Qualification: NCFE CACHE Level 3 Diploma for the Early Years Educator
Unit: Unit 3.4: Contribute to enabling play environments
Learning outcome: Be able to provide enabling play environments
Assessment criteria: Plan an enabling play environment: indoors, outdoors
For this assessment criterion, you will be required to plan enabling indoor and outdoor play environments.
When planning enabling play environments, it is important to consider the age and stage of development of the children.
Babies aged 0-1 will need the environment to have areas where they can sleep and relax as well as areas to eat and have their nappy changed with privacy. They should be free to explore their environment safely and access toys and resources. They will also want to spend a lot of time interacting with their Key Worker, for example during feeds, reading, singing/rhyming or just for cuddles. For this reason, there should be a comfortable and relaxing area for these activities, such as an armchair. Practitioners must make the environment ‘baby safe’. This means ensuring that they don’t interact with anything that could cause them harm, such as small items that they could swallow. For outdoor environments, natural materials should be accessible but also safe – for example, small stones should be removed.
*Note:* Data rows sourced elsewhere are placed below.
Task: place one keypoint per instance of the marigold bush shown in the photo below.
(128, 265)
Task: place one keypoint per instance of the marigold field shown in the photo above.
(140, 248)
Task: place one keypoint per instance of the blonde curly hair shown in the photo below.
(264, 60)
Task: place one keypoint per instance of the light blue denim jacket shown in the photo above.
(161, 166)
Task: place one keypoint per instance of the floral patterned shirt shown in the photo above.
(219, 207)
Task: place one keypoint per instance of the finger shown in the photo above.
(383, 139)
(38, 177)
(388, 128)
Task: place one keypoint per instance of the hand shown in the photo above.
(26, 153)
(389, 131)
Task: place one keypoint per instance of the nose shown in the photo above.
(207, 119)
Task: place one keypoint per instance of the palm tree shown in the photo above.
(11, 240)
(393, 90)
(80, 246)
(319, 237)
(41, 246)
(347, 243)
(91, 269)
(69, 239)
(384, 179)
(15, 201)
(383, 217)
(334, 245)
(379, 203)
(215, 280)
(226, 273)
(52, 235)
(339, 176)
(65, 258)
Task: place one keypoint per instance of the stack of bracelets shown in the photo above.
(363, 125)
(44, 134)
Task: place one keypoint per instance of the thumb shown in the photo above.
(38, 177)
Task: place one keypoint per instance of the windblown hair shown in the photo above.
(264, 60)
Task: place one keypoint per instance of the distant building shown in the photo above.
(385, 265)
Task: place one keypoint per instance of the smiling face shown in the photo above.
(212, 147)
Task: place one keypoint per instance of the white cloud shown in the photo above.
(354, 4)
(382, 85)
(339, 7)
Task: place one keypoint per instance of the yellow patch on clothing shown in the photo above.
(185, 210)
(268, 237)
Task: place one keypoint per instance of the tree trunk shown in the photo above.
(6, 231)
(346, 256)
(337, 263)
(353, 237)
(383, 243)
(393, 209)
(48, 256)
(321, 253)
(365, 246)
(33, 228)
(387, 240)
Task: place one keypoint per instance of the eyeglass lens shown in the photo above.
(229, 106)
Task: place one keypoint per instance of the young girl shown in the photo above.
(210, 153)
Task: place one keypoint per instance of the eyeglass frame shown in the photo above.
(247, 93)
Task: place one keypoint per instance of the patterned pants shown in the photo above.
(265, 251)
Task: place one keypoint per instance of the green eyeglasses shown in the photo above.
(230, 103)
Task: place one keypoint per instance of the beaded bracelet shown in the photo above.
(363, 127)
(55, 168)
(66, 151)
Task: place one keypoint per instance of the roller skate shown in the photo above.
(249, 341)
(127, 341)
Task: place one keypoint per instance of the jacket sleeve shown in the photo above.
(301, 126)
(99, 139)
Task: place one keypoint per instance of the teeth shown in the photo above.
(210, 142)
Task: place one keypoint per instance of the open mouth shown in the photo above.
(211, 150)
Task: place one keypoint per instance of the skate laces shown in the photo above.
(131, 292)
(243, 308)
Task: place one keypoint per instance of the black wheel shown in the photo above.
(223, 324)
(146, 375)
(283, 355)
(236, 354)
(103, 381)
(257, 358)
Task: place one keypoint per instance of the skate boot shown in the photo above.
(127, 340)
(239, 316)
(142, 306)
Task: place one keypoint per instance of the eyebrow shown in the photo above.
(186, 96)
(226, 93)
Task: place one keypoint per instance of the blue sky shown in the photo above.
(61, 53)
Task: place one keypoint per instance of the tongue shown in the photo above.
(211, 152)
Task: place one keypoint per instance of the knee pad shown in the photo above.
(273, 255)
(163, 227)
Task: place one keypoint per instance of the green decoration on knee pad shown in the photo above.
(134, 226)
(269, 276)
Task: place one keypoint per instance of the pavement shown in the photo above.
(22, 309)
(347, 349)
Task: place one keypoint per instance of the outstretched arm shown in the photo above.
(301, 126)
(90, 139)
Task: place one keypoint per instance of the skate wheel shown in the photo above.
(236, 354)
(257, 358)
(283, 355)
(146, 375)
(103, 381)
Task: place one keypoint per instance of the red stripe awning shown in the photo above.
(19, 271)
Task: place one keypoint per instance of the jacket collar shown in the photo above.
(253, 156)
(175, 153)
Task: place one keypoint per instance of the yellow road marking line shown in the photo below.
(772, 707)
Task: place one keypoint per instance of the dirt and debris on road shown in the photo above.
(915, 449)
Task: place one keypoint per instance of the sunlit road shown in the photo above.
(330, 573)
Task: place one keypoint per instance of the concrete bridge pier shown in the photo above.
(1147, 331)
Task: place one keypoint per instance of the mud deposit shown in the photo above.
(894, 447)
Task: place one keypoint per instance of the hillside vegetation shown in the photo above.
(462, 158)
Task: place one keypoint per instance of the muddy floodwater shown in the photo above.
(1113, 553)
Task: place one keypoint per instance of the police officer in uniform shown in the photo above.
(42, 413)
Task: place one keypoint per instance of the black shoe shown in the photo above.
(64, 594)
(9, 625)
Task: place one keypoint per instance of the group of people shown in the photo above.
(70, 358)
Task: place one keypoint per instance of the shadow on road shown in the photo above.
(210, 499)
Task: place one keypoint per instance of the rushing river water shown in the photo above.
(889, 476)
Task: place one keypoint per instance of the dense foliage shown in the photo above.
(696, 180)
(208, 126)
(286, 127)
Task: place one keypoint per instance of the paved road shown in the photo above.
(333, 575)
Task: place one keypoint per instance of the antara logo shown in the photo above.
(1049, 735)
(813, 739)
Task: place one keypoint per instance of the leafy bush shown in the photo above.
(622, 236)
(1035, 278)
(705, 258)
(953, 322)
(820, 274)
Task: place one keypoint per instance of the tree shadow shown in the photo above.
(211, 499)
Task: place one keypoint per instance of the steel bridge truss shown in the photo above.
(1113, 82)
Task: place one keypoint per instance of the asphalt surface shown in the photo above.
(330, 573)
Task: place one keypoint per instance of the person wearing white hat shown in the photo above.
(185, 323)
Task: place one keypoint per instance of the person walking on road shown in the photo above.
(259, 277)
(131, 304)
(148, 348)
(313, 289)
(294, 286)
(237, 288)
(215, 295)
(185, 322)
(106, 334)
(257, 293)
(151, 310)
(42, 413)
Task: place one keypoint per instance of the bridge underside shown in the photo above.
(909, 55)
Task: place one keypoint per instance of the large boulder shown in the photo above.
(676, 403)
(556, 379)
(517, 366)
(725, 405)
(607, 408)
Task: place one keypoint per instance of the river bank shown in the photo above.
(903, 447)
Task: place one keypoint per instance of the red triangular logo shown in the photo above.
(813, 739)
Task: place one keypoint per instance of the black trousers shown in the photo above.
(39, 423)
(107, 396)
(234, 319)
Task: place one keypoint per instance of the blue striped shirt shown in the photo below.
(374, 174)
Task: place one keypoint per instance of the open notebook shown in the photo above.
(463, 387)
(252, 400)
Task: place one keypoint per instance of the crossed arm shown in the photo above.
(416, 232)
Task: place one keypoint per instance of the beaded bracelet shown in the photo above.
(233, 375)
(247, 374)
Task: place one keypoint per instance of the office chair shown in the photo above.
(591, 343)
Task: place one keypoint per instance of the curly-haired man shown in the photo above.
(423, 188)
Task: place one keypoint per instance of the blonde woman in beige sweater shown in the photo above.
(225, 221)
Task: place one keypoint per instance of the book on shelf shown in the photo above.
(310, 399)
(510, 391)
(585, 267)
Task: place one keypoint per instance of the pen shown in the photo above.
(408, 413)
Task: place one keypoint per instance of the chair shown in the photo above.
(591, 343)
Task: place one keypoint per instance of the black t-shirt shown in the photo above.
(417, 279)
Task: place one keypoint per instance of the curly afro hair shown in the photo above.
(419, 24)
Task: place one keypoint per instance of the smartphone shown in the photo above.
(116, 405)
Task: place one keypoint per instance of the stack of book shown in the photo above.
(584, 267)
Toddlers of ages 1-3 are more mobile and will have energy to burn and so they will require more space. Therefore, the environment must be made as safe as possible for them to move around. They will need to be provided with resources that interest them and support their development. There should also be a rich variety of resources because children of this age find it difficult to concentrate on one thing for too long. Group activities should be designed for children to carry out independently but alongside one another (parallel play). By observing other children and working alongside them, they will begin to develop the social skills that will help them to play cooperatively as they grow older. Outdoor environments should provide opportunities for developing gross motor skills, such as kicking, throwing and using ride-on toys.
Older children (3+) will begin to interact with one another and learn to play cooperatively, so resources and activities that promote socialisation, such as sharing and taking turns should be available. They will also be more independent and so should have more freedom to explore their environment and make their own choices.